[Date Prev][Date Next][Thread Prev][Thread Next][Date Index][Thread Index]

Disk ECC errors



    Date: Fri, 29 Jul 88 12:53 PDT
    From: TYSON@warbucks.ai.sri.com (Mabry Tyson)

    I'm having a discussion with CUSTOMER-REPORTS regarding disk ECC errors.
    The person there claims I should see them very rarely.  I would
    appreciate hearing what experiences others have had with them.  (Replies
    to me and I will summarize to the list if appropriate.)  Please give me
    some idea of the mix of machines/disks you have and if there have been
    any changes in the ECC error rate recently (eg, since 7.2).

    My perception is that the historical rate at which we see disk ECC
    errors (usually in the paging area, occasionally in the LMFS (ie,
    sectors that are being rewritten to disk)) to be about 0.5/year/machine.
    This works out to something on the order of once a month for us.  The
    errors are spread across all of our machines (mostly 3600s with IFUs,
    essentially all disks are SMDs (Fujitsu Owls and Eagles plus some
    CDCs)).  I've been seeing these sorts of things for the 5 years that
    we've had Symbolics machines.  There once was a problem (as I recall)
    where the disk might get trashed when, say, the network was unterminated
    or there was some other problem on the net.  (Our local net has about 35
    Symbolics, 15 Suns, plus another 10 hosts.)

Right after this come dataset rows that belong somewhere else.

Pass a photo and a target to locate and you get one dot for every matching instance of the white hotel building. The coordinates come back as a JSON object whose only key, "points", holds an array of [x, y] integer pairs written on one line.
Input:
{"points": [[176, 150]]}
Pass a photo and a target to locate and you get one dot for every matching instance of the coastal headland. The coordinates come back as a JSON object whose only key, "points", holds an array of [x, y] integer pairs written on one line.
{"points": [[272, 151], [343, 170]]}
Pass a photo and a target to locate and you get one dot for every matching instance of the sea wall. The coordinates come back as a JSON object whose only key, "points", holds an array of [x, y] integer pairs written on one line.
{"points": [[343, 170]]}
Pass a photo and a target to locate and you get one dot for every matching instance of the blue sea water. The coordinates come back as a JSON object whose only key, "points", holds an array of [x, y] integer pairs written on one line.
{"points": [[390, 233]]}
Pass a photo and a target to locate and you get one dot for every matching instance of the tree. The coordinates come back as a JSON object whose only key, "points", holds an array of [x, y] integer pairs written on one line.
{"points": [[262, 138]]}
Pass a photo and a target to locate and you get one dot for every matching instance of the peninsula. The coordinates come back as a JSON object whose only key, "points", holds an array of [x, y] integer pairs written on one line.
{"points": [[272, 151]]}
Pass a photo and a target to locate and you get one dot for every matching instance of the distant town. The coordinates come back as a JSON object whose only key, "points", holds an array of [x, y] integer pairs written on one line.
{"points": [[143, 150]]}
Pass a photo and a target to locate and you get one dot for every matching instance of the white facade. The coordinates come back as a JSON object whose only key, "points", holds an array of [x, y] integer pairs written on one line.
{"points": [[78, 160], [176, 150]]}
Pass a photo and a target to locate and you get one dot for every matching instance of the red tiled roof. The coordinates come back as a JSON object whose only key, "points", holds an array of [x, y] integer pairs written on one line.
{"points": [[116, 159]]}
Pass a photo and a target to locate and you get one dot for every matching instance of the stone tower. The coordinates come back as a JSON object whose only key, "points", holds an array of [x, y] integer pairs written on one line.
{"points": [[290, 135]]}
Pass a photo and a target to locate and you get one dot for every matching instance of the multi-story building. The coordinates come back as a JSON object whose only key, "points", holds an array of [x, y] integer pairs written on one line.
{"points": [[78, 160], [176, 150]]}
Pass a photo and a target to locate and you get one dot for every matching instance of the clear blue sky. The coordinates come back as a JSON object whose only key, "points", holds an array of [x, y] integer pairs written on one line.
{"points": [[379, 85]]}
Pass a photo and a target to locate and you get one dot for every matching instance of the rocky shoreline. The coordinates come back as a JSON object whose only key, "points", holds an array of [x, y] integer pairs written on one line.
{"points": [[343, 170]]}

    Recently we have seen a rash of problems that involved trashing worlds
    (ie, disk sectors that weren't being written at the time) and that caused
    disk search errors (ie, it presumably dribbled on the header block).
    I'm trying to determine whether these are coincidences or not.

L machines have a problem with the network microtask hogging the machine.  As
a result, when the ethernet gets jammed, disk writes in progress tend to get
garbled.  That means that if someone is in the process of adding or removing a
transceiver while an L machine (3600, 3640, 3645, 3670, or 3675) is writing to
the disk the block might get written bad.  G machines don't have this problem.
Because of this we use 3650's for our file servers.

This doesn't sound like your problem, though.  It sounds to me that you
problem is your disks getting old and just plain wearing out.  We are getting
some of this here.  Mainly our 2284s.  Not many of our 2351As have failed yet,
though.  Is there an disk age pattern?